Pollster, Social Weather Stations; Op-Ed columnist (“Social Climate”)

 

MAHAR Mangahas

I just finished a few days ago “The Mystery of Olga Chekhova,” by Antony Beevor (biography/history).

 

Half-done: “Nausea,” by Jean-Paul Sartre (novel).

 

Newly started: “The Orange Girl,” by Jostein Gaarder (novel)

 

Next in line: “Berlin: The Downfall 1945,” by Antony Beevor (history).

 

One book leads to another.  Some weeks ago I came across “Berlin Diary,” by Anonymous, about how a German woman coped with the Russian invasion in 1945; its foreword by military historian Antony Beevor, whom I much admire from having read his books on Stalingrad and the Spanish Civil War years ago, assures us that the diary is genuine.

 

It’s about how she (a journalist who could speak Russian) had to act like a comfort woman in order to survive.  Her diary was suppressed for many, many years.

 

So I picked up and read “Paris in the Liberation,” by Beevor, i.e. WW2 up to 1944-1949, which includes accounts of De Beauvoir, Sartre, among many other fascinating people.

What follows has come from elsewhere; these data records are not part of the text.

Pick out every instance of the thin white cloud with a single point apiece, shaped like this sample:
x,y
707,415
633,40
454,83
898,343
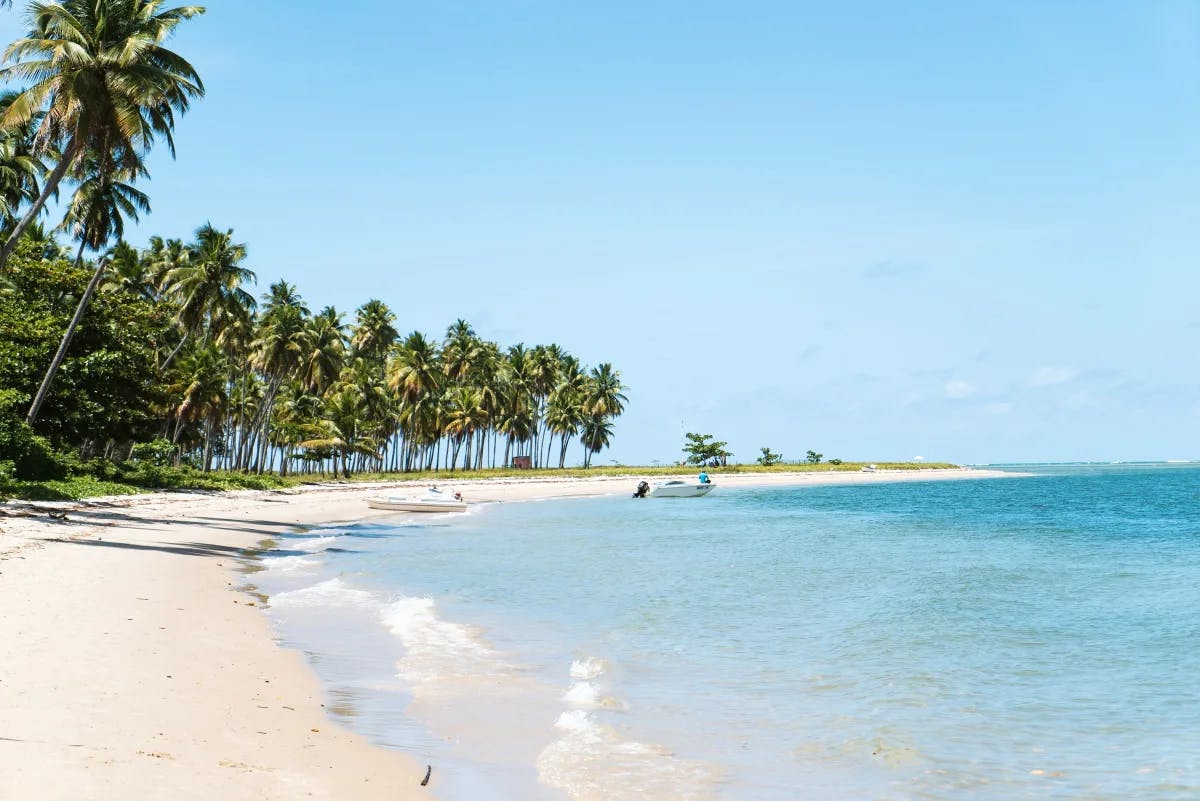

Since I prefer to learn people’s ideas from their fiction rather than nonfiction, I then read De Beauvoir’s “She Came to Stay” (an ancient copy was lying around) and am now midway in “Nausea” by Sartre.

 

Meantime, I found more Beevors in a bookstore, and read his “Mystery of Olga Chekhova” (German-blooded niece of Anton Chekhov; she left the USSR to become a film star in Nazi Germany, and secretly provided services for the NKVD) and will next read his Berlin, and afterward his D-Day.

 

The Gaarder book is a bargain book I found in Hong Kong and couldn’t resist.  His books, like “Sophie’s Choice,” are deceptively “for children.”  I go back and forth across more than one book at a time.  My son calls it “double-dipping.”